In short, your organization’s data, whether it’s application-level data, machine-generated data, operational data, or customer data, stored in the cloud or on-premises, is the fuel for transformation technology Digital. Having a comprehensive IT resilience strategy that supports these initiatives should be considered essential to an organization’s success.

Resilience classification

So far, the definition of IT resilience and its relationship to information technologies, the cloud and the modern technology used for digital transformation has been established. However, the definition of IT resilience will be unique to each organization.

La necesidad de ser Ciber-resiliente en el ecosistema digital5

Actually, very few organizations have highly managed or optimized IT resiliency processes. However, this will change dramatically in the future, as 9.8% of respondents are expected to invest more in resiliency capabilities (e.g. backup, replication, RD, and cloud) over the next two years.

Increased budgets, coupled with the growing adoption of the cloud, will drive maturity and understanding of IT resilience across the business. However, organizational challenges can also make it difficult to mature IT resilience.
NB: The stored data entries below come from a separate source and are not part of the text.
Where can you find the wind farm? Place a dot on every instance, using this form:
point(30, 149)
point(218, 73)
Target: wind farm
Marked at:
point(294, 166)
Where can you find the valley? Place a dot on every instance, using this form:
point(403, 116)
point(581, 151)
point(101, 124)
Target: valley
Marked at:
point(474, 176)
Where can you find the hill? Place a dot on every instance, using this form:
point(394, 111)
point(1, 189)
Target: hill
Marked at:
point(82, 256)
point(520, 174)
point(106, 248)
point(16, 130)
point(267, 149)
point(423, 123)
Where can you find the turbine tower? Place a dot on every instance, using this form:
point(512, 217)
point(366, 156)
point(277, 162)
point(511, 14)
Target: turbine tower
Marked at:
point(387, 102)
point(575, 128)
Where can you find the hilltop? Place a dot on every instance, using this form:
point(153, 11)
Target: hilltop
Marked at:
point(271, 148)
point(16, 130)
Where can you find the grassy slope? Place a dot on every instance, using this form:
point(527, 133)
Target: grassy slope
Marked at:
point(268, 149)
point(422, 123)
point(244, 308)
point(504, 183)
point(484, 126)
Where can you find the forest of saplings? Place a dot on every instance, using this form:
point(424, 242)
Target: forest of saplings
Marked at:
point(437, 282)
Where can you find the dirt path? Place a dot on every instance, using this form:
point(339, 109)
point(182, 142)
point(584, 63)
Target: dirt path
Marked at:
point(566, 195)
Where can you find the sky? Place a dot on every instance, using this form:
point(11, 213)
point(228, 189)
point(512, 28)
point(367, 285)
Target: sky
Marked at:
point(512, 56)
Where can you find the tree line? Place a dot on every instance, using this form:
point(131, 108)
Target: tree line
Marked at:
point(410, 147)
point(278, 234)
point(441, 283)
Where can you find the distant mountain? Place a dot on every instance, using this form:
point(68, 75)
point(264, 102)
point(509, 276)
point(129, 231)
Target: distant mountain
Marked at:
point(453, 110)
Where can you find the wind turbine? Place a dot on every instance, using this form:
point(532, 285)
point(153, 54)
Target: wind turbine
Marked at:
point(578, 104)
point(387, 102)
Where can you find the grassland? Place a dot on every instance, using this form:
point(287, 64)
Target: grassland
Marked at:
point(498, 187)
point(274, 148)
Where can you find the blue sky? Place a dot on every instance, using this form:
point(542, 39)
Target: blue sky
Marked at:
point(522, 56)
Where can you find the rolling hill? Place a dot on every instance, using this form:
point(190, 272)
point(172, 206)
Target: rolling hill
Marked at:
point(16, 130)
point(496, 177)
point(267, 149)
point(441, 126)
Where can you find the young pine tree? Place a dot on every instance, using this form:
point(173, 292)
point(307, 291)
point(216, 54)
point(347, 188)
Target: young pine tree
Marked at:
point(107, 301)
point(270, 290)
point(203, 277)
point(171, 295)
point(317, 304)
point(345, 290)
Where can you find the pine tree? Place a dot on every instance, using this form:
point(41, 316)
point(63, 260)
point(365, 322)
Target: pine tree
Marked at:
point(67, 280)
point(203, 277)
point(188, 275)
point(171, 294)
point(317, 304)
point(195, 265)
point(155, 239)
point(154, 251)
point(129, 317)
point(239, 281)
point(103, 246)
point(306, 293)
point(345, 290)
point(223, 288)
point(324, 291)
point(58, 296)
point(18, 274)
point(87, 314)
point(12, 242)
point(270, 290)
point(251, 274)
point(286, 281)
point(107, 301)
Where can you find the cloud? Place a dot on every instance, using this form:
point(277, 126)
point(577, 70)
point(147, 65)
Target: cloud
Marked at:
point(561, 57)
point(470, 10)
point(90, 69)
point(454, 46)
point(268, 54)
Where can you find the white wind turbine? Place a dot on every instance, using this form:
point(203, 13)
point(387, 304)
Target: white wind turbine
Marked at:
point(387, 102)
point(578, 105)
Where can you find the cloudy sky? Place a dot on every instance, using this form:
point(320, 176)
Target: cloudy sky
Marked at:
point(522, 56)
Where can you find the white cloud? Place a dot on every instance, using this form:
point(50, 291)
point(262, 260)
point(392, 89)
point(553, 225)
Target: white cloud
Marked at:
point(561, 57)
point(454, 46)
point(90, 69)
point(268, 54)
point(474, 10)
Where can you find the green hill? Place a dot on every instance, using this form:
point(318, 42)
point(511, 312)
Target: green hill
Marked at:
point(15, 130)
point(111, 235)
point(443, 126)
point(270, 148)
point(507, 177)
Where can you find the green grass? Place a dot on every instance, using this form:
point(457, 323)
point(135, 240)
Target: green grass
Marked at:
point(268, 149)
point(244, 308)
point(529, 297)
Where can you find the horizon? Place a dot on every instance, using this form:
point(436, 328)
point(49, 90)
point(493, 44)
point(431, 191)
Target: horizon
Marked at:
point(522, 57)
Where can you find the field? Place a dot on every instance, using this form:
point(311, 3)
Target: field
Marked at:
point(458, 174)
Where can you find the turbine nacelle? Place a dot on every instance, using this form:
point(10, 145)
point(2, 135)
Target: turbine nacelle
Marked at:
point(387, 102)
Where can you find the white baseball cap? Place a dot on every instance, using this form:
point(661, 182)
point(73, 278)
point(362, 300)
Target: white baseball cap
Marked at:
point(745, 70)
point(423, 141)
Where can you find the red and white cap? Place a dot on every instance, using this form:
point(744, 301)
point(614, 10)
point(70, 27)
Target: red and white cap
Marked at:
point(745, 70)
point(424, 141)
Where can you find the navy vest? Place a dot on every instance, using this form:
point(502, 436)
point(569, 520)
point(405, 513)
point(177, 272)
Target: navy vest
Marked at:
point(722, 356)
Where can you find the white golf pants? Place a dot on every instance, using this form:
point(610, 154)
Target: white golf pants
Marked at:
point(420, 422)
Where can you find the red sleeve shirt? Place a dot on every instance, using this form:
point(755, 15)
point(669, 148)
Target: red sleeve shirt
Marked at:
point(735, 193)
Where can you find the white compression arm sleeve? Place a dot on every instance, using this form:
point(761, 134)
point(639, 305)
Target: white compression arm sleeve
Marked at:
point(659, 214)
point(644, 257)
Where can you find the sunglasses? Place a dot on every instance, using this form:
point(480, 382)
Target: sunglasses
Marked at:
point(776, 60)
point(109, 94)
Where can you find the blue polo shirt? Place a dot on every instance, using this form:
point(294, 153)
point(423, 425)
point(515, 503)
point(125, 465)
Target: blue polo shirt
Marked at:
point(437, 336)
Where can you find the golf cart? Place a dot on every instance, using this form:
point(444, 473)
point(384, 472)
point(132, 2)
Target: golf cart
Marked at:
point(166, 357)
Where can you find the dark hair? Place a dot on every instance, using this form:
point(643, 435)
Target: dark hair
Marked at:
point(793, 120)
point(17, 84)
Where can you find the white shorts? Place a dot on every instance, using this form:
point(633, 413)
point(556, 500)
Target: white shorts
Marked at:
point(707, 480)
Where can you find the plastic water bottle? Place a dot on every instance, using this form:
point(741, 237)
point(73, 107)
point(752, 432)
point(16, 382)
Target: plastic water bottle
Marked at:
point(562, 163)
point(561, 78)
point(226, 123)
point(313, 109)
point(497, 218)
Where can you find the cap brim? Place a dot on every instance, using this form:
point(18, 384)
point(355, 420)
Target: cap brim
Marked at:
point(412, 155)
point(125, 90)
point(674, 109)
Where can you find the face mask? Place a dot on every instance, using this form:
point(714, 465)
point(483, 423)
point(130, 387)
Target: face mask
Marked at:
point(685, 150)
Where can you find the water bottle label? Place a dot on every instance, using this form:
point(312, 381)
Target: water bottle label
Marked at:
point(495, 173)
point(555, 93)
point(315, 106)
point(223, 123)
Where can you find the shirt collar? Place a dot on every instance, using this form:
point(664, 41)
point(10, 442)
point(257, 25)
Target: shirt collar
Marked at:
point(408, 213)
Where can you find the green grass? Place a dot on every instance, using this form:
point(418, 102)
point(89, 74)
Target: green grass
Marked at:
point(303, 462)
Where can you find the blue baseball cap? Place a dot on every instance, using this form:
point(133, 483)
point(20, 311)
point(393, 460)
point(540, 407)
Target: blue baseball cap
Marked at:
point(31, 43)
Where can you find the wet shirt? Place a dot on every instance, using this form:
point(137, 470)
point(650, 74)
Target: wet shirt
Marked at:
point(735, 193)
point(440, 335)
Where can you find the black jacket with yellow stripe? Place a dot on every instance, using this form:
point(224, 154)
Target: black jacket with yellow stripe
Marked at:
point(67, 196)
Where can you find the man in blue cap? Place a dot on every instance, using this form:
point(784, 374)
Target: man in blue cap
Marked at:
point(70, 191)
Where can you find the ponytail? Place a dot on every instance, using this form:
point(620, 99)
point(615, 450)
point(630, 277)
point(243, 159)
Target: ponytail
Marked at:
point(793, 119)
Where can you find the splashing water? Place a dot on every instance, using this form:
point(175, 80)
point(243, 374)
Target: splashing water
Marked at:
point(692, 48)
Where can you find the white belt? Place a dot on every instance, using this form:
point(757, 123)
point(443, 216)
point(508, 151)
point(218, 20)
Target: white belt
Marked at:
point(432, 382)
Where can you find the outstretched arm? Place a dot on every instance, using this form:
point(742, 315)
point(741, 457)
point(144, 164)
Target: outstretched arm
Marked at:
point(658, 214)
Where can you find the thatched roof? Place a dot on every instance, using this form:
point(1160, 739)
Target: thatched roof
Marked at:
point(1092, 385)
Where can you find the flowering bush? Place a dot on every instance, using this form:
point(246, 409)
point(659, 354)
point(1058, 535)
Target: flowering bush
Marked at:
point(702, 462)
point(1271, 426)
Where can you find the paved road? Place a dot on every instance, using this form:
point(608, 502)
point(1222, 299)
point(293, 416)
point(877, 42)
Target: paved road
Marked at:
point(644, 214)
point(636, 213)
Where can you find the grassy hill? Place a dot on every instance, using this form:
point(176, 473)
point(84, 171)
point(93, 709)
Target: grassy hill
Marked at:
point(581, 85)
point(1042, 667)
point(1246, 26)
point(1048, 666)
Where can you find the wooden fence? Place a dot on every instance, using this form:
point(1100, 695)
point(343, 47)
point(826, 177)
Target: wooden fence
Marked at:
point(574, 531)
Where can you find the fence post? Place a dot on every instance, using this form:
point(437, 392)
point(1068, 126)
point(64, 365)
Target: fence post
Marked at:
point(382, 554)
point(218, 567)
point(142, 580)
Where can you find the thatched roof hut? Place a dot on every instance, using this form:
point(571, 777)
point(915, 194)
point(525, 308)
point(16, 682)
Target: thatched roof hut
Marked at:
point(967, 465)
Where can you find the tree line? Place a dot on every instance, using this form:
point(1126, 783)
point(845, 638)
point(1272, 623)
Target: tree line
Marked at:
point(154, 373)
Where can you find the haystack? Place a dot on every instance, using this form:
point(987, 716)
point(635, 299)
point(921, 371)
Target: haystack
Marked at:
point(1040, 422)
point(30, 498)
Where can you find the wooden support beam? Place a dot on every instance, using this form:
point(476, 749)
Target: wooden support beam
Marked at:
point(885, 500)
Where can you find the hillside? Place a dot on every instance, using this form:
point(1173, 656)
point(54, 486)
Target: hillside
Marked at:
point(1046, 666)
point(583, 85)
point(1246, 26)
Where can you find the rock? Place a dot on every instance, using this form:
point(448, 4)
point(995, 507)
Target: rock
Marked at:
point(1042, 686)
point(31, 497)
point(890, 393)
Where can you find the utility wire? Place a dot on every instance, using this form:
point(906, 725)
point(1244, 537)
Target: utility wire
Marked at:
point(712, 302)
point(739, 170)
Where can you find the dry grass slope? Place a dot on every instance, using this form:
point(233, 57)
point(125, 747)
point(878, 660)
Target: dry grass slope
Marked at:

Five ways to become cyber-resilient

Organizations interested in innovative business models, building extended business ecosystems, and adopting more flexible workforce agreements, commas must find a safe way to do so. According to Accenture there are five keys that can help:

  • Build a solid foundation: Identifying high-value assets and strengthening them. In addition to prioritizing legacy systems.
  • Resistance to pressure testing as an attacker: Improve both attack and defense teams with players-trainers who use threat intelligence and communicate closely to provide an analysis of where they should improvements will be made.
  • Employ innovative technologies, automate defenses: Using automated orchestration capabilities and advanced behavioral analysis.
  • Proactivity in the face of threat hunting: development of strategic intelligence and tactics against threats. Control of abnormal and suspicious activity.
  • Adaptation of the role of CISO: CISO technology experts and technology experts.

Conclusion

IT resilience remains an incipient concept for many organizations. The maturity model indicates that most organizations possess a certain level of IT recoverability, starting with tools for data protection, availability, and continuity.

Increasingly mature levels of IT resiliency depend on IT’s ability and business unit to coordinate recovery operations in a way that minimizes downtime and data loss.

Optimized IT resiliency models coordinate the people, processes, and technologies needed to eliminate data loss while delivering levels of data availability that can support data digital transformation.

The results indicate that most companies have not optimized their IT resilience strategy, evidenced by high IT levels and business-related disruptions. However, most companies say they will be embarking on a digital transformation project over the next two years. This illustrates the need for all organizations to start designing a plan for IT resilience that can ensure the success of these initiatives. Without that plan, the high prevalence of disruptive events, unplanned downtime, and data loss indicated by respondents will continue to put the cloud and transformation initiatives at risk of delay or failure, creating a financial burden and a negative impact on an organization’s competitive advantage.

A data protection strategy based on IT resilience enables organizations to simplify their needs around the people, processes, and technology needed to carry out transformation initiatives, and in addition to long-term success with minimal disruption to the business.